Behavioral studies were carried out to address that possibility. Systemic administration of resveratrol enhanced cocaine-induced CPP and intra-NAc infusions of sirtinol by osmotic minipump reduced preference (Renthal et al, 2009). Finally, the same study found that in rats self-administering cocaine, intra-NAc infusions of sirtinol reduced the number of cocaine infusions self-administered.
These data are counter to previously reported results examining the role of HDACs in cocaine-induced histone acetylation and behaviors. An overarching hypothesis regarding the role of HDACs in drug-seeking behavior is that HDAC inhibition facilitates transcription of genes required for neuroplastic adaptations to cocaine. That in turn alters the function and morphology of neuronal ensembles throughout the mesocorticolimbic pathway, which most likely underlies behavioral abnormalities characteristic of addiction, such as self-administration and CPP (Renthal et al, 2009; Maze and Nestler, 2011). SIRTs appear to act in the opposite way by increasing in abundance and catalytic activity after chronic, but not acute cocaine intake, facilitating NAc MSN excitability, and facilitating self-administration and CPP. Thus, SIRT 1 and/or 2 appear to mediate a ‘drug-induced, positive feed-back loop’ that facilitates cocaine-seeking behaviors (Harting and Knoll, 2009).
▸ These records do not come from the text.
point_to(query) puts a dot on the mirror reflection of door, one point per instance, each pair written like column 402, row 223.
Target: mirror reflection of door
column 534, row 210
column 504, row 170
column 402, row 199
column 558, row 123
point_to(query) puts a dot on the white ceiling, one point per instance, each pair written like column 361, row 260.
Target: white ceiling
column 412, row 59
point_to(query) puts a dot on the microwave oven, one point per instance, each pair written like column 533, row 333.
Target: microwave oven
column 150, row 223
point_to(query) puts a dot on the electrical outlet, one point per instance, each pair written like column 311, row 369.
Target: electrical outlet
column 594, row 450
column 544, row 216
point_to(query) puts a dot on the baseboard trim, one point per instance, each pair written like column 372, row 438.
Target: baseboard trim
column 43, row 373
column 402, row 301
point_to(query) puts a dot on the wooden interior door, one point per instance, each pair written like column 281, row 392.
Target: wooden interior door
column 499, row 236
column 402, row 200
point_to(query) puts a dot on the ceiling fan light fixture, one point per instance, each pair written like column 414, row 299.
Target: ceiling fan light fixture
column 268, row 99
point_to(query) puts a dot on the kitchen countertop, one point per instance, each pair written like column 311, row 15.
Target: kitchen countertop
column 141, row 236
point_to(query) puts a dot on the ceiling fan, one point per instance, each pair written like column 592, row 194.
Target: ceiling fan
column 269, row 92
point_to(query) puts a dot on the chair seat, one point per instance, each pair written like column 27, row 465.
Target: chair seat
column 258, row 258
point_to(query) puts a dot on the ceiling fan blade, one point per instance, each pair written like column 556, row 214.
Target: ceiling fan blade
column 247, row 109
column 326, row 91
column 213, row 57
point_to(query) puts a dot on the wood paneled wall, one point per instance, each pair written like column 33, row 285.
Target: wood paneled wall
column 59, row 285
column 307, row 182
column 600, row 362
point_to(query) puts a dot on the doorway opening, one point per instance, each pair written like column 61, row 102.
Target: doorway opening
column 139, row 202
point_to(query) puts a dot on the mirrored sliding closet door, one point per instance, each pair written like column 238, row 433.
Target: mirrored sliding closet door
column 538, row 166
There is, as yet, no direct evidence that sirtuins negatively regulate cocaine-induced gene expression. In contrast to other HDAC family members, these mechanistically distinct, NAD+-dependent HDACs are well known to deacetylate non-histone proteins that regulate fundamental cell biological processes including, but not limited to, gene expression, genome stability, mitosis, nutrient metabolism, aging, mitochondrial function, and cell motility (for reviews, see Harting and Knoll, 2009; Finkel et al, 2009). As such, studies of how SIRT1 and 2 facilitate drug-seeking behavior represent a novel frontier in understanding the complicated role of chromatin modifying enzymes in the development of addiction.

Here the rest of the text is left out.